A novela é sobre uma família portuguesa que, fincada em meio à floresta, só se interessa em caçar e comer as "comidas típicas" e em matar os indígenas que "ameaçam" invadir e roubar suas terras. O texto escrito pelo também diretor Jorge Andrade põe o espectador em uma vertiginosa situação de looping, repetindo as cenas, as frases e situações. Uma "reciclagem" da história, como brincam em cena os atores (inclusive, eles reciclam cenário, figurino e até iluminação de peças anteriores da companhia), dando conta de criticar não só falsa ideia de ecologia embutida no argumento do programa como também de reaproximar o passado colono da atualidade capitalista.
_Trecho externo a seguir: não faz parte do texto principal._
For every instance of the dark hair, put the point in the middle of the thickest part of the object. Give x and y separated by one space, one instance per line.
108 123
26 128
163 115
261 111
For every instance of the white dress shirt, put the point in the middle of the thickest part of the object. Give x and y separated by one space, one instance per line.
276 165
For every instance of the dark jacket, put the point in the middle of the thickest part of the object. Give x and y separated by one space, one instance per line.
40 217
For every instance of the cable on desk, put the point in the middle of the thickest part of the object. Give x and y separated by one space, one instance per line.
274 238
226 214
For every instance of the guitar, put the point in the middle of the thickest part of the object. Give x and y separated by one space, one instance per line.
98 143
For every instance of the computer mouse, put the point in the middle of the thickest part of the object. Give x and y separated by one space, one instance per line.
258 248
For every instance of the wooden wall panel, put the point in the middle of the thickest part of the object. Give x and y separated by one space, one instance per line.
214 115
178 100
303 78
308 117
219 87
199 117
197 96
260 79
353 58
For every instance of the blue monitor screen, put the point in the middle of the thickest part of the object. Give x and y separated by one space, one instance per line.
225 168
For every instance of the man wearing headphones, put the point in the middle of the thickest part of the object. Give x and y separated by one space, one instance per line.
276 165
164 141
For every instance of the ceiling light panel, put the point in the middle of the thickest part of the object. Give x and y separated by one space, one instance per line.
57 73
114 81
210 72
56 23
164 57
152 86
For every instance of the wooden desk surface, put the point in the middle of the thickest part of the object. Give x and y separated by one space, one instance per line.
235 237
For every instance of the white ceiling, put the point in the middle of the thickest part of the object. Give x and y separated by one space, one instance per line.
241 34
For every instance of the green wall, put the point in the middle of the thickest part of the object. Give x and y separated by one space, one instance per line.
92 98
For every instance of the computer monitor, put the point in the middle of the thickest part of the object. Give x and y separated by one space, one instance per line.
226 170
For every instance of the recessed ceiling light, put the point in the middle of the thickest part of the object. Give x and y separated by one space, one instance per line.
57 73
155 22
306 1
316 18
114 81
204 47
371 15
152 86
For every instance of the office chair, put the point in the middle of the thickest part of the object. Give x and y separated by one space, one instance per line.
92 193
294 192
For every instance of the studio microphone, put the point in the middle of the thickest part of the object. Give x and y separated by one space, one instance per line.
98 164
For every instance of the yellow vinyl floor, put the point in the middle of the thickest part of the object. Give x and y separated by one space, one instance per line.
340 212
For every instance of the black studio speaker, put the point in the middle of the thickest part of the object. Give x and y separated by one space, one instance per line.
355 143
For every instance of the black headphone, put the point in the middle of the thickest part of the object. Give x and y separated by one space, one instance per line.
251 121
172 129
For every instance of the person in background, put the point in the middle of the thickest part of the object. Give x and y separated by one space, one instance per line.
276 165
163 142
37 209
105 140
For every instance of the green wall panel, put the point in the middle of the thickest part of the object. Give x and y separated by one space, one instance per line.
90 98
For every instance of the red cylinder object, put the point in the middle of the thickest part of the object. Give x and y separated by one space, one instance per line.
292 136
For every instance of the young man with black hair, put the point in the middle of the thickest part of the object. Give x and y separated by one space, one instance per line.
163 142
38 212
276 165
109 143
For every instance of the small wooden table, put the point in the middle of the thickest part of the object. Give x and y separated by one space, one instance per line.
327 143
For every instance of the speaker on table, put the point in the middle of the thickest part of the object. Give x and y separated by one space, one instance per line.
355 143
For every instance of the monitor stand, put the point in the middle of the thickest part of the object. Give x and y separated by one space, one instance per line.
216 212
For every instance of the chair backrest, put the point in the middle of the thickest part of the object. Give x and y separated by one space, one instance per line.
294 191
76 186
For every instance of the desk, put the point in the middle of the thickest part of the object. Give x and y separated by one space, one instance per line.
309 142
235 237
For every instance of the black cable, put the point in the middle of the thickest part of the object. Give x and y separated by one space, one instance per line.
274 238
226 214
Curioso é ver essa história contada com um sotaque português. E, se a princípio pode despertar algum "pé atrás" de nós, brasileiros, logo já percebemos que não se trata de uma leitura distanciada, mas, com certeza, uma autocrítica. E nesse sentido Jorge Andrade se aproveita completamente do sarcasmo para estabelecer conexões com o passado e impor incômodos. Ele pinça, por exemplo, questões ligadas à capitalização do politicamente correto, como criar um elenco de artistas negros e brancos sob o discurso de "pluralidade", premissa dos apoiadores, mas deixando de lado indígenas – algo tão comum às empresas que adequam às suas publicidades a ideia de inclusão, mas não abrem mão, nas entrelinhas, de passar seu trator econômico por cima das classes e grupos historicamente excluídos.
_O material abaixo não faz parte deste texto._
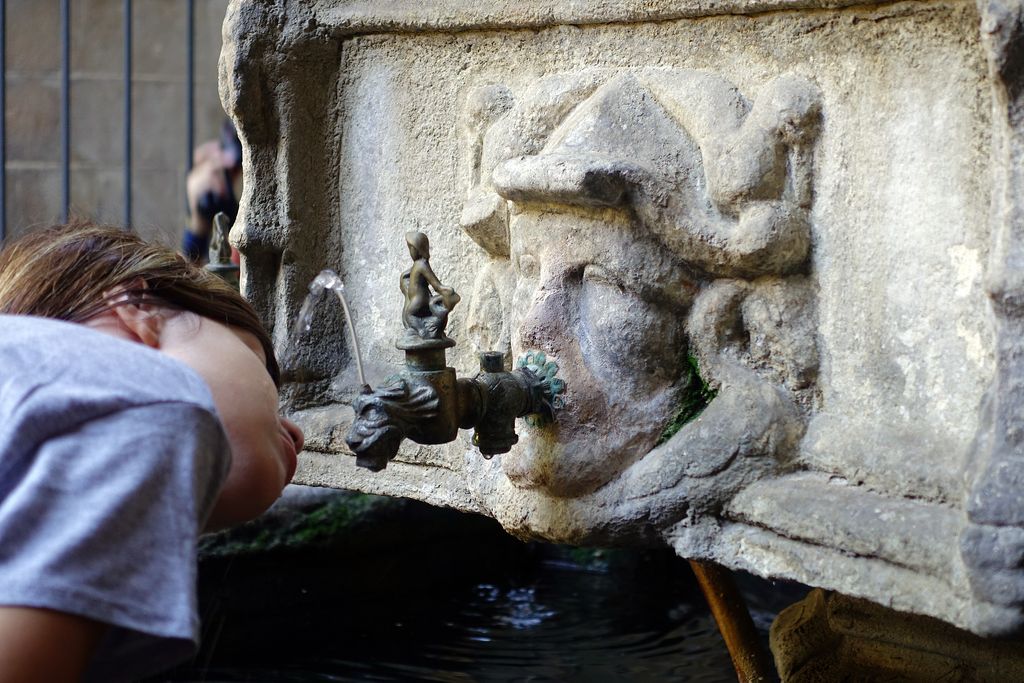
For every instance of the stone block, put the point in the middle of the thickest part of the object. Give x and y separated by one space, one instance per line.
98 195
96 122
33 120
33 40
159 205
807 219
159 128
97 36
33 198
160 42
828 637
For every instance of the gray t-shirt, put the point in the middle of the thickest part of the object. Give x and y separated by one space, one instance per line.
111 458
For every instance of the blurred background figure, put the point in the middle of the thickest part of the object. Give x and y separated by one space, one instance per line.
213 185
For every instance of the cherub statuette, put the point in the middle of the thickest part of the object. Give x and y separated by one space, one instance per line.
424 315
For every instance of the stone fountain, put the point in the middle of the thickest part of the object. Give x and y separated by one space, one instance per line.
809 210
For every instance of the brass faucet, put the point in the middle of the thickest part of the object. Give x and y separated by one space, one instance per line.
426 402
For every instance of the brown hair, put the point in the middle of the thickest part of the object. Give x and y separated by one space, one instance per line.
65 271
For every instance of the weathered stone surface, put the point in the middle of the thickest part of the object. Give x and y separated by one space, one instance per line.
815 202
828 637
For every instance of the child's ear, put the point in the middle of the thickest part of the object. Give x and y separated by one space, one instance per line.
143 321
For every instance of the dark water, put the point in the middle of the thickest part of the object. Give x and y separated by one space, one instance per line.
482 609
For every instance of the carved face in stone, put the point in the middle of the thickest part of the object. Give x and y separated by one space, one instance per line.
609 308
615 198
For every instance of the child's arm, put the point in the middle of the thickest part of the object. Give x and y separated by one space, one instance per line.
45 645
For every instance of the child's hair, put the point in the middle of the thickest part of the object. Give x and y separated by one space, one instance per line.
69 271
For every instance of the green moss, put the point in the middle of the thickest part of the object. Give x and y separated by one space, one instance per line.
694 398
333 521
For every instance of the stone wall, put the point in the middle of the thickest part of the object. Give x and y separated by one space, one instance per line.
159 154
817 203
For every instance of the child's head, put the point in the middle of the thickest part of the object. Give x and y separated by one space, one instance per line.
111 280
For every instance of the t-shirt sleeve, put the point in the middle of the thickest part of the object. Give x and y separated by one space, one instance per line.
102 522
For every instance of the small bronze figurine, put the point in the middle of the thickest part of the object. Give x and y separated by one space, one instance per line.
425 316
427 402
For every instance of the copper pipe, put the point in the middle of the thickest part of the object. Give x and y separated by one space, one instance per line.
734 623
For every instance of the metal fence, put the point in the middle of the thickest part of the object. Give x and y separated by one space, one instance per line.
66 32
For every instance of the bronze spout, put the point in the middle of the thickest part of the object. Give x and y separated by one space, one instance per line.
427 402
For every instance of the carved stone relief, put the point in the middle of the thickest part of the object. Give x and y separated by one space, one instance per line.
793 201
640 218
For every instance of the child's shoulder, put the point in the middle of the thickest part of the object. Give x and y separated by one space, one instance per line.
62 361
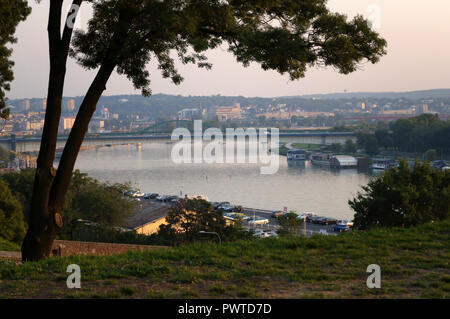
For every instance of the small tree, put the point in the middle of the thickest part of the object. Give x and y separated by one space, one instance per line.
125 35
403 197
191 216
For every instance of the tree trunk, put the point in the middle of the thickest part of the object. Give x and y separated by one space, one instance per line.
43 222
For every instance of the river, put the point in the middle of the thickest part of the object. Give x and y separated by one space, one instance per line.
298 187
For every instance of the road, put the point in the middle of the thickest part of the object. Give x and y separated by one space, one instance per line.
310 228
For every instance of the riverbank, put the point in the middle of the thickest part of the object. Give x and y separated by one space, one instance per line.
414 264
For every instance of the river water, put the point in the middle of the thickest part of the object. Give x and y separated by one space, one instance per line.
150 168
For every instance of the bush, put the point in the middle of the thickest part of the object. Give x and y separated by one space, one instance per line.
12 225
403 197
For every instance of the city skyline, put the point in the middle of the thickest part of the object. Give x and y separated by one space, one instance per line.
408 41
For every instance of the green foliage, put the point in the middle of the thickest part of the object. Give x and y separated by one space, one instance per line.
414 263
87 198
101 203
21 185
287 36
187 218
4 155
430 155
6 245
403 197
417 134
289 223
12 12
12 225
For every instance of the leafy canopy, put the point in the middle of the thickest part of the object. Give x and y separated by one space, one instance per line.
284 35
11 13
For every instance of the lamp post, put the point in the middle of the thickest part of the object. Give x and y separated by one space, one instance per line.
214 233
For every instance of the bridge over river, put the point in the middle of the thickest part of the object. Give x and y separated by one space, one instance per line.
31 144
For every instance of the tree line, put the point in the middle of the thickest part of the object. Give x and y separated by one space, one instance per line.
414 135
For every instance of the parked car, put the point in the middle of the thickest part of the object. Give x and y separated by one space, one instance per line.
309 217
316 219
258 221
345 222
277 213
170 198
138 194
327 221
341 228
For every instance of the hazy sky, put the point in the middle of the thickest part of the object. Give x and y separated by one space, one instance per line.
418 35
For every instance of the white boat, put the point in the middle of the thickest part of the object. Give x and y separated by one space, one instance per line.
296 155
383 163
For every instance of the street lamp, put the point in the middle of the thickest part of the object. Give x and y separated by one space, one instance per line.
211 232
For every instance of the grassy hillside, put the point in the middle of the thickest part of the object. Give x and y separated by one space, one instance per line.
8 246
414 263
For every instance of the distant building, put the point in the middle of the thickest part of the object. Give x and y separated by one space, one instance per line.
97 126
188 114
343 161
34 125
225 113
24 105
68 122
70 105
422 109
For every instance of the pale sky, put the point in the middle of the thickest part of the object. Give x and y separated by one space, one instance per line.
418 35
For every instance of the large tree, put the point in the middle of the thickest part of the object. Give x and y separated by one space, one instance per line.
124 35
11 13
403 197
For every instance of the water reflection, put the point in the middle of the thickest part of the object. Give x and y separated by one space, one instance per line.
297 185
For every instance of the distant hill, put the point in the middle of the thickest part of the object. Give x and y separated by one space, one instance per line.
412 95
166 105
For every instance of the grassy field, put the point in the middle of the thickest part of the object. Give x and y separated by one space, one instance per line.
414 263
8 246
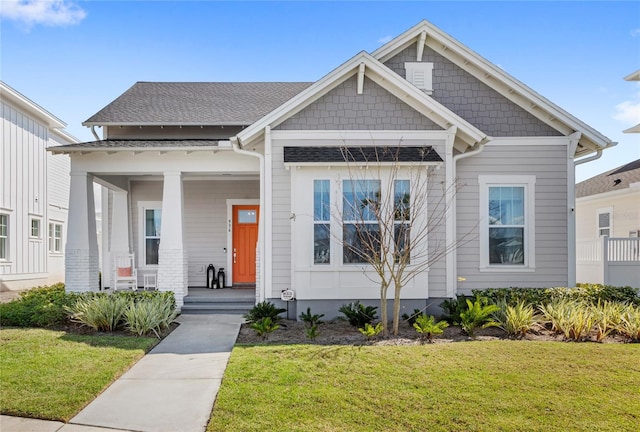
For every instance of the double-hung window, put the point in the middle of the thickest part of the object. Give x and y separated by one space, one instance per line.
360 211
34 228
321 222
507 239
4 236
152 225
604 221
402 220
55 237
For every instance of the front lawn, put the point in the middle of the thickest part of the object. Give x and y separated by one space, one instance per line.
467 386
53 374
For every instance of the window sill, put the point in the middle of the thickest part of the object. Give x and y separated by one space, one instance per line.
505 269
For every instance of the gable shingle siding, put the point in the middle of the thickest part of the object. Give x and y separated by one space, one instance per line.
473 100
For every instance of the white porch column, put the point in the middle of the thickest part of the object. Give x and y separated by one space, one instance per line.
81 251
119 235
172 255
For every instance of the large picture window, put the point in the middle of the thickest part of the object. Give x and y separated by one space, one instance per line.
361 233
402 220
321 222
152 226
507 222
4 236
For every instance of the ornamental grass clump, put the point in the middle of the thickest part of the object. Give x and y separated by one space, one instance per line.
607 318
371 332
517 320
99 312
629 326
150 315
427 326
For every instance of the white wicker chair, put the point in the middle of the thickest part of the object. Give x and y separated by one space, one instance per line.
125 274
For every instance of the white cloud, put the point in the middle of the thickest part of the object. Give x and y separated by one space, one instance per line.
628 112
44 12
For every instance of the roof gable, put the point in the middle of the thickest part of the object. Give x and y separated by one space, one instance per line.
425 34
613 180
364 65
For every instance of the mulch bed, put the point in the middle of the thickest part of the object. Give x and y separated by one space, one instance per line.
339 332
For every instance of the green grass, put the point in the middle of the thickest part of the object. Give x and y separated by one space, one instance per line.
52 374
472 386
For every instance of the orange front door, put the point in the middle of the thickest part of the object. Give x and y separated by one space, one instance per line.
245 239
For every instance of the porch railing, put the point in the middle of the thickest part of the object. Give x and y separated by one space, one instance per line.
611 261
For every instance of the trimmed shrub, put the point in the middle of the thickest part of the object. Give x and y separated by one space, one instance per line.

Amazônia foi criada como continuação de outro espetáculo do Mala Voadora, Moçambique, de 2016, quando Jorge Andrade decidiu criar uma espécie de autobiografia. No espetáculo passado, ele voltava ao país onde nasceu e de onde saiu logo recém-nascido para redescobrir a história da independência daquele povo e também se reencontrar com parte dos seus antepassados. Depois desse olhar pessoal sobre si, o diretor decidiu, então, lançar um novo olhar sobre colonização, desta vez a partir da floresta amazônica.
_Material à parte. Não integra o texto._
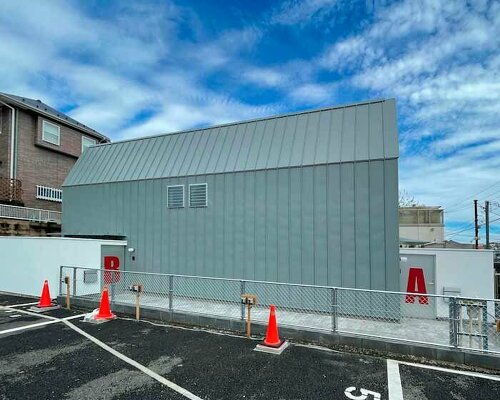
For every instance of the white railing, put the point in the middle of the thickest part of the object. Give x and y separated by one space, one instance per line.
29 214
48 193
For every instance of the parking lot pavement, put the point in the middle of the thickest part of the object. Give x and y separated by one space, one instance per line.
57 362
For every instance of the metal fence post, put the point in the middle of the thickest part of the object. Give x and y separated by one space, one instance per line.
484 327
113 280
242 307
334 309
452 307
74 281
60 280
170 292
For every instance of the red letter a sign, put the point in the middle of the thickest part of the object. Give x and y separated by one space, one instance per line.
416 284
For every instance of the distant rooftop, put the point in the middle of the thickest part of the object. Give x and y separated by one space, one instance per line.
42 108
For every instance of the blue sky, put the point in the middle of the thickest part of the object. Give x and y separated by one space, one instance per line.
139 68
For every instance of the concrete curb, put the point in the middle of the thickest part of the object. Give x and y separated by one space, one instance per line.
343 341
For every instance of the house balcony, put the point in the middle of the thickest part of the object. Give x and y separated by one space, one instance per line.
11 191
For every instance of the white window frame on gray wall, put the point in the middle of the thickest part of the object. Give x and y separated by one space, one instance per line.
87 142
56 137
174 205
48 193
198 204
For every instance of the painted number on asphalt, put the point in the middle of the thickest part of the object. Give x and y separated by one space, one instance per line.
365 394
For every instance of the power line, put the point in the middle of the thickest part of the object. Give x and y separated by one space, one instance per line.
471 197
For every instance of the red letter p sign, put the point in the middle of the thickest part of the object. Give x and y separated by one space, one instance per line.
111 263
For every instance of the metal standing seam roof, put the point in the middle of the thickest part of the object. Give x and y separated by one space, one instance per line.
356 132
42 108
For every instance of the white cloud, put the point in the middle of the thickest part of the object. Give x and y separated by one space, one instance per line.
313 93
112 68
440 60
265 76
301 11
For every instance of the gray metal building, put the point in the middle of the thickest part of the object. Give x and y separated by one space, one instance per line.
309 197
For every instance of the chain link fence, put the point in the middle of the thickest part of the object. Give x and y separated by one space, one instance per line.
457 322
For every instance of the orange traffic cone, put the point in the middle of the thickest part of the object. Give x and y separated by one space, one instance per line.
45 300
104 308
272 337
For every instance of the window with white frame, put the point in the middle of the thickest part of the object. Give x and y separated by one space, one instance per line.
51 133
48 193
198 195
175 196
87 142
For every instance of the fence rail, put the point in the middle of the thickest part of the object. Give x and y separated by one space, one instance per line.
429 319
29 214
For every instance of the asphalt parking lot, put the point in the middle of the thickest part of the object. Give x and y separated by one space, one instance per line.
60 357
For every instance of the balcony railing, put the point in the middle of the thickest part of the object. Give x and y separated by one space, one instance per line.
11 191
29 214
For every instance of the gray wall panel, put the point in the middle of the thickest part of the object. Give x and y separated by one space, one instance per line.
362 224
320 226
307 232
334 226
391 224
283 225
377 222
271 235
347 225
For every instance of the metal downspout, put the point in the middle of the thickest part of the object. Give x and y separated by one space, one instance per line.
12 139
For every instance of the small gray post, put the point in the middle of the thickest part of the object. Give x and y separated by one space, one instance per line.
242 307
452 307
74 281
171 292
334 309
484 323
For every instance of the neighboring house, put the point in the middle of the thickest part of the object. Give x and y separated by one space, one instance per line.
421 225
38 147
Nesta entrevista à Continente, o ator, diretor e dramaturgo fala sobre Amazônia e o papel da obra na releitura contemporânea sobre o "prolongamento do passado"
Montagem usa acidez para falar de colonização FOTO José Carlos Duarte/Divulgação
CONTINENTEParte dos espetáculos em cartaz no Mirada, nesta edição, de uma forma ou de outra suscitam reflexões acerca das marcas da colonização – e nisso estão incluídas questões relativas não só ao espaço geográfico, mas também a corpo, memória e identidade. E sempre como discurso de decolonização. Como pensar Amazônia dentro dessa perspectiva? JORGE ANDRADEMoçambique era bastante autobiográfico. Era uma história pessoal minha e me colocava a possibilidade de voltar a Moçambique, onde nasci [ele se mudou para Portugal na infância]. Eu fiquei sempre com uma curiosidade, desde criança, de saber como teria sido minha vida se eu tivesse ficado lá. Eu lembro de quando ouvi minha tia conversar com minha mãe e pedir para que me desse a ela. Sempre pensei sobre isto: Como seria se eu tivesse ficado? Mas também pensava que se minha mãe me desse a minha tia, era porque ela não gostava de mim. Mas não foi só isso. Apesar de meus pais terem vivido lá muitos anos, durante meu crescimento não se falou sobre aquele momento, enquanto colonos em Moçambique [o pai de Jorge era soldado e participou da Guerra de Independência de Moçambique, defendendo Portugal]. Eu voltei para lá sobretudo porque me interessava a história pós-independência, de um período que Moçambique virou um palco indiretamente da Guerra Fria. E fazer aquele espetáculo autobiográfico me interessava. (...) No caso de Amazônia, eu quis ter acesso a diferentes vozes. (...) Se Moçambique foi para ver a história pós-independência, Amazônia me interessa como pretexto para escrever essa ficção da Amazônia (...) e ir procurar lá atrás, mais antes de Moçambique, a presença do português nas colônias. (...) Eu gosto de fazer uma espécie de reconstituição histórica, mas envolvendo no corpo essa montagem da arqueologia. Por exemplo, na versão apresentada em Portugal, eu não entrava no espetáculo. Não me sentia bem. Na possibilidade de mostrar para o Brasil, fiz um jeito para estar como parte dele. Sinto que é uma história minha também. E assim legitima o espetáculo, ao meu ver, porque podem surgir críticas de "Quem é esse que não é brasileiro e vem falar do Brasil?". Mas o que me importa é falar do lugar do colono. Se resulta vira caricatural, é pela nossa estupefação sobre o que o ser humano pode fazer no sentido de explorar.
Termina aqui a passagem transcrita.